A brief history:

Zaxcom was founded in 1986 by Glenn Sanders.  He started Zaxcom after working in post-production and seeing the need for a piece of equipment to create a more efficient workflow, so he created the first TBC System (Time Base Control System) used for video editing.  The TBC System became an industry staple and won the Emmy for outstanding achievement in Engineering Development in 1989-90.

The company then took a different course and began making gear for the professional audio industry.  In 1992, Zaxcom introduced their first full feature digital audio mixer for post-production, the DMX1000.  In 1995, the 6-channel digital mixer, Arria, was introduced.  Arria was expanded in 1998, becoming the Arria HD, an 8-channel expandable digital audio mixer specifically for high definition edit suites and live applications.

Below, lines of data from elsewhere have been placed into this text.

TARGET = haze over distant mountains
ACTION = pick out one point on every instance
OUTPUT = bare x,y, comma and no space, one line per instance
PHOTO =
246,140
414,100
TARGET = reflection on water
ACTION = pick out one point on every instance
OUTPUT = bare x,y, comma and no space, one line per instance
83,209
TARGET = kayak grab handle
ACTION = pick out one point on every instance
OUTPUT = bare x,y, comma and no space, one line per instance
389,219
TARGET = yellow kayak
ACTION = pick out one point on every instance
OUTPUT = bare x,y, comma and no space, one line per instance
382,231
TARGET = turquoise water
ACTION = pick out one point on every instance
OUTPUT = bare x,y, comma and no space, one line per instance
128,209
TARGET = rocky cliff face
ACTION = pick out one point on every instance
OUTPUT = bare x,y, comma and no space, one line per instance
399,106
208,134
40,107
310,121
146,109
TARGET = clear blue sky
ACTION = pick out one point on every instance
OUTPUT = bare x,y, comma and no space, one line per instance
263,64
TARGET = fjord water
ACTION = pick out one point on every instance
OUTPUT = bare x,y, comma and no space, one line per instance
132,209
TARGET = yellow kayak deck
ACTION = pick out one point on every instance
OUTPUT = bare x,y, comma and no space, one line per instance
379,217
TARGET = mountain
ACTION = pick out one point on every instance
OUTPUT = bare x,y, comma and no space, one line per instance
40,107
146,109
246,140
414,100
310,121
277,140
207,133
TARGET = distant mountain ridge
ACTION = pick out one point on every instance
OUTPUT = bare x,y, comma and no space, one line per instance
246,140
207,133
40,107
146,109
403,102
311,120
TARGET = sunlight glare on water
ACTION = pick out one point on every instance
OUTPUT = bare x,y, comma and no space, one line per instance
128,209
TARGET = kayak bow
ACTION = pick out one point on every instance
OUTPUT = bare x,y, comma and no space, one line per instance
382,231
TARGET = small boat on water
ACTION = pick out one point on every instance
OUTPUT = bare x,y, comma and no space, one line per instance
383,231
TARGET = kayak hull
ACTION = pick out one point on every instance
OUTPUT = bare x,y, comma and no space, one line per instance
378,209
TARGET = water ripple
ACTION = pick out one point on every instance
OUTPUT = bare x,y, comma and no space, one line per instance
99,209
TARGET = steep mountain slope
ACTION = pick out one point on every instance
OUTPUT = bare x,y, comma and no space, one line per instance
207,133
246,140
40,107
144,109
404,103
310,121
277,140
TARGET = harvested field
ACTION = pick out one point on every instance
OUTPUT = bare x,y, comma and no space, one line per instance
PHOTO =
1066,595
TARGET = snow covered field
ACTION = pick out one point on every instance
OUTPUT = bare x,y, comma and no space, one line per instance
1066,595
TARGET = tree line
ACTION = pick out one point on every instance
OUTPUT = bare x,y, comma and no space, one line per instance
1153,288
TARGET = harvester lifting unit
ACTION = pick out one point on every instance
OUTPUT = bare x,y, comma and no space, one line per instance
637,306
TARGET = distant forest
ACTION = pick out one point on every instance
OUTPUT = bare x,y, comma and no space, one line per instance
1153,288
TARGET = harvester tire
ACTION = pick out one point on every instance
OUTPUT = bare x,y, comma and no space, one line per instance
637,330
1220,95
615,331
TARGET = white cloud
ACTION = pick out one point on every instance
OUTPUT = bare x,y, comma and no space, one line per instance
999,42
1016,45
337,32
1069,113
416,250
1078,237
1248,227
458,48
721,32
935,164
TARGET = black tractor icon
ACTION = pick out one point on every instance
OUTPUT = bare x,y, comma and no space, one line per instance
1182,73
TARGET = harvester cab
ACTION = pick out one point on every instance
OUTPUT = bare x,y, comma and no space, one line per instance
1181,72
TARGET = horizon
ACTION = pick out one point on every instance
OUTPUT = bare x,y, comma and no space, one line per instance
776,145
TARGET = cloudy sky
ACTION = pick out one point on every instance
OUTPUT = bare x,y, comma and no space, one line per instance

In 1996, Zaxcom began work in the field they are in today, Location Audio.  Glenn Sanders, President, and Howard Stark, Chief Engineer, designed, developed and manufactured the Deva, the first 4-channel portable hard disk recorder.  Deva has since changed the way professional location recording is done.

In 1999, two digital mixers were released, the Cameo LRC and Cameo SV.

2001 brought the Zaxcom Digital Wireless to the market.  It was the first time digital modulation was used on a professional bodypack wireless system.

At the 75th Annual Academy Awards in March 2003, The Academy of Motion Picture Arts and Sciences presented a Scientific and Engineering Award Academy Plaque to Glenn Sanders and Howard Stark of Zaxcom for the concept, design and engineering of the portable Deva Digital Audio Disk Recorder.  The plaque reads “This innovative design employs advanced hard disk recording technology and digital audio techniques for use in both production and post-production recording applications.”

That summer, Zaxcom moved from Midland Park, NJ to their current facility in Pompton Plains, NJ.  The space grew to accommodate their growing staff and production line.

In 2004, the next generation of Deva was released – the Deva IV & Deva V.  They boast an intuitive color touch screen, an optional internal DVD-RAM drive and can record up to 10 tracks of audio.  Stereo ENG wireless was also released.  For the first time you could transmit two channels of audio using one transmitter and one receiver, making the perfect bag to camera link.

In 2006, Zaxcom released the Deva Mix-12, a mixing panel for the Deva IV or V and their second generation of wireless, the TRX series, featuring recording wireless microphones.